ANOTHER
MOTHER RUNNER

How Maggie Got Her (Running) Groove Back: On Labor and Running

For the beginning of Maggie’s story, click here

I didn’t realize it at the time, but I went through a dark period after my first child was born because my labor didn’t go as expected.

I went into labor without issue, and we arrived at the hospital excited about welcoming our first child. As with most birth experiences, things quickly spiraled out of control. After a long and painful labor, plus a few hours of pushing for good measure, I found myself on the table for an emergency C-section when my blood pressure dropped.

I felt like I dropped out of the race halfway through and had to ride on the golf cart across the finish line. It took me a few years to get over this feeling of not actually “birthing” my child. I’ve since talked with many women who felt similar. And while I made peace with what happened once I got pregnant with my second, I still had it in my mind to try for a VBAC (vaginal birth after cesarean).

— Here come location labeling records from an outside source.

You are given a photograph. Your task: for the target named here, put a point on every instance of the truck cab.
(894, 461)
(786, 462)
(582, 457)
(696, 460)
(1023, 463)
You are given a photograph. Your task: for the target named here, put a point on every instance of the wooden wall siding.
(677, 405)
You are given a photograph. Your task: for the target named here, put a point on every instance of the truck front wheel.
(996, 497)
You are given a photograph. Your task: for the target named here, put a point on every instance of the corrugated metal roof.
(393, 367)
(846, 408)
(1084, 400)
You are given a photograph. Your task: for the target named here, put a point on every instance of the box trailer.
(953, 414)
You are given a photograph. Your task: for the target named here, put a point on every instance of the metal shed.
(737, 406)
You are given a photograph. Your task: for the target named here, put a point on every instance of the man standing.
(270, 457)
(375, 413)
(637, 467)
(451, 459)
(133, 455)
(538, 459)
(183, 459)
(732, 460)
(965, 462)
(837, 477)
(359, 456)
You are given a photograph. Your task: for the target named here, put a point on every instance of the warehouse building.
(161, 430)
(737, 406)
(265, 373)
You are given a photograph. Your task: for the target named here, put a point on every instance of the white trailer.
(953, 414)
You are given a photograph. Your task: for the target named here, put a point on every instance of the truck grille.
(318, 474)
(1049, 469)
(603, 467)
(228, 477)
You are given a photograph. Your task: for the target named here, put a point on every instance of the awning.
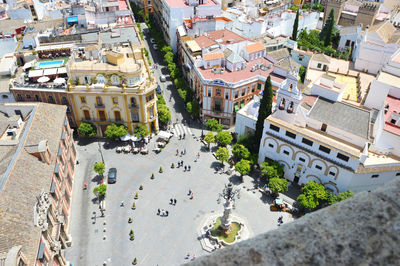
(61, 70)
(35, 73)
(50, 71)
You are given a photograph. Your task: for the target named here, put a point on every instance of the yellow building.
(112, 85)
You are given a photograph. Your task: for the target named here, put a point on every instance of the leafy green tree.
(278, 185)
(312, 196)
(243, 167)
(295, 26)
(224, 138)
(141, 131)
(240, 151)
(100, 190)
(329, 29)
(302, 73)
(212, 124)
(264, 110)
(222, 154)
(209, 138)
(115, 132)
(87, 129)
(99, 168)
(164, 114)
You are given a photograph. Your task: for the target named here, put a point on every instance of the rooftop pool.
(49, 64)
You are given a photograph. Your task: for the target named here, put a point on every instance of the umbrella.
(43, 79)
(59, 81)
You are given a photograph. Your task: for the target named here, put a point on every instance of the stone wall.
(359, 231)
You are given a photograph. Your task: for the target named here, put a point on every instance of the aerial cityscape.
(199, 132)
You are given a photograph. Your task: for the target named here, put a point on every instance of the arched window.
(100, 79)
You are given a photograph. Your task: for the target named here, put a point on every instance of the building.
(319, 137)
(112, 84)
(170, 14)
(226, 70)
(37, 174)
(375, 47)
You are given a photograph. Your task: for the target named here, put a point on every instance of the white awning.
(61, 70)
(35, 73)
(50, 71)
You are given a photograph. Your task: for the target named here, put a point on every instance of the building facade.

I picked a midwife and a birth center, instead of a hospital, to ensure there wasn’t even an option of crying uncle and asking for an epidural. I was convinced the epidural had dulled me the first time and that’s why I couldn’t push my son out. This time, I was determined.

The birthing center was a small house with 4 other rooms. Three of us came in that same evening, all in labor and all ready for the race ahead. I listened as the other two women gave birth in the other rooms throughout the evening.

I pushed until I had nothing left. At one point I looked around the room as the sun began to rise on my 2nd day of labor. My husband and doula were asleep on the couch. My midwife was out in the hall and asleep on the floor. The home was quiet, except for the other two mothers lovingly cuddling their newborns in the rooms across the hall.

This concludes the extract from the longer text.